To further verify the nature of the active C1 fragment leading to 1-propanol, electrocatalytic tests of the C2 compounds with either methanol or formaldehyde (Table 1) were conducted. 1-Propanol was not detected in some of these experiments, though we observed allyl alcohol and propylene from the electrolysis of a formaldehyde and acetaldehyde mixture. Moreover, the reduction of CH2O itself produced only CH3OH and CH4 (Table 1 and S4†), but it does not produce C2 and C3 compounds as it is hardly broken into the more reactive CH2 and CHO species (Table S22†). CH3OH, on the other hand, was electrochemically inert (Tables S12 and S13†). The unique predominance of 1-propanol in experiments using CO indicates that *CO (or a derivative like *CHO) is instrumental in promoting 1-propanol formation. This is further confirmed by the absence of 1-propanol in experiments starting with CH2O or CH3OH (Table 1).

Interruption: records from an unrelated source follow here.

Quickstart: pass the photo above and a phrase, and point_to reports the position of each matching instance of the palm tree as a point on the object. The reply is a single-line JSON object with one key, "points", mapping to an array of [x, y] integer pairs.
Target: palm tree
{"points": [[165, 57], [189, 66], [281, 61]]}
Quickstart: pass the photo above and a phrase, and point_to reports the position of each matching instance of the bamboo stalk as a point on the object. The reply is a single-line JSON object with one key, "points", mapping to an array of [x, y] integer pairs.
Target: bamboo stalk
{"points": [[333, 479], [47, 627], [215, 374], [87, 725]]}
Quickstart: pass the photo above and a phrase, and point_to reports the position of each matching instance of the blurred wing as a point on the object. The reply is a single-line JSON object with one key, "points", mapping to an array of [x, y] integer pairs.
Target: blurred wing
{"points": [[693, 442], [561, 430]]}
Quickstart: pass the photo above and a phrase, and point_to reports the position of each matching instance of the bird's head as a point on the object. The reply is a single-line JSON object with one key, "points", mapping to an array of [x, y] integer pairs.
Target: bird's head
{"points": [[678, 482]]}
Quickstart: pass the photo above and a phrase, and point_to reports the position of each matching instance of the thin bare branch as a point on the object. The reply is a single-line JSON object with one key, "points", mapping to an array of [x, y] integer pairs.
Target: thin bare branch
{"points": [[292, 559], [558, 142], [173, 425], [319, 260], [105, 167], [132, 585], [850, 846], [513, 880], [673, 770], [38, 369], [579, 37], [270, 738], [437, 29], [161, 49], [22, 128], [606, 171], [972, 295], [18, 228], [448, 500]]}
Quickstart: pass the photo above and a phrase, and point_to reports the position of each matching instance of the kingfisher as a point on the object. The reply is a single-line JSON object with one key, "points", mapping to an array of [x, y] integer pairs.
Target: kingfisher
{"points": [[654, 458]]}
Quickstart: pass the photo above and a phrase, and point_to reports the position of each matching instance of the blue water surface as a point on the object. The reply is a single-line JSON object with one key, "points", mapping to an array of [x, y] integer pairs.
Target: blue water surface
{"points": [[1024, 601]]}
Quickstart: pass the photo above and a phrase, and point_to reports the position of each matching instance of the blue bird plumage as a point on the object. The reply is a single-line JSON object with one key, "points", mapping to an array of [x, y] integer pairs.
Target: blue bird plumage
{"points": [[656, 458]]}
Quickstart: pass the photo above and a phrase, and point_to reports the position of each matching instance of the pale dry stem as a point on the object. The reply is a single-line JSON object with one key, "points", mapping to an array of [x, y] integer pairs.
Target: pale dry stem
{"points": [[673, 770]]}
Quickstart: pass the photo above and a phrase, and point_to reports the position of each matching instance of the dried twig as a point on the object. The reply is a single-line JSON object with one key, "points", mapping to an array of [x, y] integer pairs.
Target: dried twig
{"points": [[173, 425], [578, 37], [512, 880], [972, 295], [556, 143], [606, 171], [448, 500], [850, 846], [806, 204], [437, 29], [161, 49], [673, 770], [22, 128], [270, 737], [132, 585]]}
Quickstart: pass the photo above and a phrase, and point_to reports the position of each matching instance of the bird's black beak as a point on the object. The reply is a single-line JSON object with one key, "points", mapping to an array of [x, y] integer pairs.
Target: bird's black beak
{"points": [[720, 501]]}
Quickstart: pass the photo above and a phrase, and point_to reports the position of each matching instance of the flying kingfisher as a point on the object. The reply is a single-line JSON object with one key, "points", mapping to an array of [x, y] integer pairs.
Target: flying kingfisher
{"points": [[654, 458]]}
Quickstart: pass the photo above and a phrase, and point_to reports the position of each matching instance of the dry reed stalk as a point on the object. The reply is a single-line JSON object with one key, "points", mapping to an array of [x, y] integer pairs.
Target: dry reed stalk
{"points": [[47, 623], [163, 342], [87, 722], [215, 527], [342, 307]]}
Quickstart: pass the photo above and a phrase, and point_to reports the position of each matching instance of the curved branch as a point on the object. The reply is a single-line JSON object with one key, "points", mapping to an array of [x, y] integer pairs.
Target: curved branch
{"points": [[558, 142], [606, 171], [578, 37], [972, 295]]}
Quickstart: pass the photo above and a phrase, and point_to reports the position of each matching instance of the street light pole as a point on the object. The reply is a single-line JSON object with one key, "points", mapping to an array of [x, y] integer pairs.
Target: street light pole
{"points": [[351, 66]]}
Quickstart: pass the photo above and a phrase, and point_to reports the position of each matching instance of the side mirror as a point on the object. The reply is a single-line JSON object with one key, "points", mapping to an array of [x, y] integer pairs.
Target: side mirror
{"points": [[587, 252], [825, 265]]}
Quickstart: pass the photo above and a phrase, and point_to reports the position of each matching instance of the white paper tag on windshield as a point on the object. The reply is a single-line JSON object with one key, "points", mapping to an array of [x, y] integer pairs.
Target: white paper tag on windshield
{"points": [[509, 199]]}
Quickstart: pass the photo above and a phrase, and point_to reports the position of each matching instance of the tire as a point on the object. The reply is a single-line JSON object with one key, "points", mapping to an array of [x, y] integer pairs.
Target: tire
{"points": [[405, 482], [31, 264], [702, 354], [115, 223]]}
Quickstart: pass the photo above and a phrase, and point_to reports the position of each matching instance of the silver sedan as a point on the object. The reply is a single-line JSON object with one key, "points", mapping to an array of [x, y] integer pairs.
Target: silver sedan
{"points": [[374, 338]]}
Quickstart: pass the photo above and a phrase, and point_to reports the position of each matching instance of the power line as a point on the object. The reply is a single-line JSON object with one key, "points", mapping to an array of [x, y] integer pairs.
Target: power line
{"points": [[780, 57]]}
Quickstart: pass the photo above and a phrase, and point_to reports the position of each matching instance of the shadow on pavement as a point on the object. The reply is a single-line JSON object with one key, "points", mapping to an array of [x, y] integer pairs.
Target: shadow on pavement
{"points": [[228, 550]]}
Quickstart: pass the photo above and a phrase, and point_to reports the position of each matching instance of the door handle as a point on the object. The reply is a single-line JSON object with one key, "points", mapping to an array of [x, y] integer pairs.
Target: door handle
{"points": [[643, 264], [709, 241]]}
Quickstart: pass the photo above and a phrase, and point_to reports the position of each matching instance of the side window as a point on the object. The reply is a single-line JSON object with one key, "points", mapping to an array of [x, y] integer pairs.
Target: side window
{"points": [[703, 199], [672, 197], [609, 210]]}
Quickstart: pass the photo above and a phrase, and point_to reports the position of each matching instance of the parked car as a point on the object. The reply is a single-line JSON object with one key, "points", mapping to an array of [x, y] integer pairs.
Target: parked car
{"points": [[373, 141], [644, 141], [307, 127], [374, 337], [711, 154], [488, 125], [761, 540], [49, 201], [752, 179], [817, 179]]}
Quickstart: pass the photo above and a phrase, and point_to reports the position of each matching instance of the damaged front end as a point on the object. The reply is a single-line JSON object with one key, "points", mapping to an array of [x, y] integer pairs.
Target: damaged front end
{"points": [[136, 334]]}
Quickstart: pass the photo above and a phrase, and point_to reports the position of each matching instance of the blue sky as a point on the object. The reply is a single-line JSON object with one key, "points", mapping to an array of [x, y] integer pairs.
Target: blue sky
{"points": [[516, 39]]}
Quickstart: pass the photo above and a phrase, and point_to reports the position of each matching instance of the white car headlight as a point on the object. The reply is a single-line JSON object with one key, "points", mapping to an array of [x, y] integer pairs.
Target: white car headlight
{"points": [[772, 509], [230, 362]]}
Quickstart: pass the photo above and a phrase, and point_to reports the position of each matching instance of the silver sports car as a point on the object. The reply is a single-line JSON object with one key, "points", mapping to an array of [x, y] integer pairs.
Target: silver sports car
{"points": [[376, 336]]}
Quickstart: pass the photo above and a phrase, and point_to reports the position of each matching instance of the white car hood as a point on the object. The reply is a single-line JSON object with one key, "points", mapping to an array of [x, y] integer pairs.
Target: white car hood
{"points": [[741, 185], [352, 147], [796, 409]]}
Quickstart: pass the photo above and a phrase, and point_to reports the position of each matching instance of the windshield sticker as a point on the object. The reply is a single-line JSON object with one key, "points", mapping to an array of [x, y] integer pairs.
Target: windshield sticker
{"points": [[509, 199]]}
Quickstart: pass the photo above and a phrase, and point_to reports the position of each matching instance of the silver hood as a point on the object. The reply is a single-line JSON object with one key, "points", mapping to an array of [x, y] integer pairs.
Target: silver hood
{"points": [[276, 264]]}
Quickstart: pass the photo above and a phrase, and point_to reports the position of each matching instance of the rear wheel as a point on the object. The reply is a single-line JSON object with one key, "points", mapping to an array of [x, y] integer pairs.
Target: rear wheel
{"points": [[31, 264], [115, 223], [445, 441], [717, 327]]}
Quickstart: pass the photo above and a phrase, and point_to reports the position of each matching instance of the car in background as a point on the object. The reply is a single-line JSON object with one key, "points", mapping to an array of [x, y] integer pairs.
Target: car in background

After considering the experimental input, we then switched to theory to explore the C1–C2 coupling reactions based on the reaction energies (ΔE, Table S16†), activation energies obtained by DFT-NEB (Ea, Table S17†), and complemented by the electrochemical driving force computed as the polarisation variation upon reaction (ΔΔQB in eqn S6, Table S18†). More favourable values are shown in brighter colours in Fig. 2b and c. The most likely candidates were then selected among all couplings, which reduced the set to CH2CH–CHO and CH3CH–CHO. In the following paragraphs, we describe how the different coupling families are retained or discarded during the analysis of the network based on abovementioned literature, experimental, and theoretical analyses:
1,2,3-C3O3Hx backbone.
Early computational studies proposed that the C3 backbone was formed via trimerisation of *CO39,40 (family 6 in Fig. 2a, 1,2,3-C3O3Hx). We computed this potential reaction and found a relatively high activation barrier of Ea = 0.96 eV. Furthermore, the CO-trimer reverts 0.14 e− to the surface, so the net reaction is therefore expected to be hindered under reductive potentials (Table S19†). Alternatively, a sequential process can be envisaged where CO dimerises to OCCO−, which further reacts with CHO (Ea = 0.73 eV, ΔΔQB = −0.81 e−), or COCHO with CO (Ea = 0.78 eV, ΔΔQB, = −0.39 e−) to form COCOCHO as the base of the 1,2,3-C3O3Hx backbone. Only the latter reaction would be promoted at more reducing potentials. However, should this reaction occur, glycerol would likely appear as a product of CO2 reduction, but this has not been reported in the literature. Thus, the absence of glycerol as a product combined with the medium to high computed barriers and electrochemical penalties suggest that 1,2,3-C3O3Hx (6 in Fig. 2a) intermediates are unlikely to participate in the main mechanistic route.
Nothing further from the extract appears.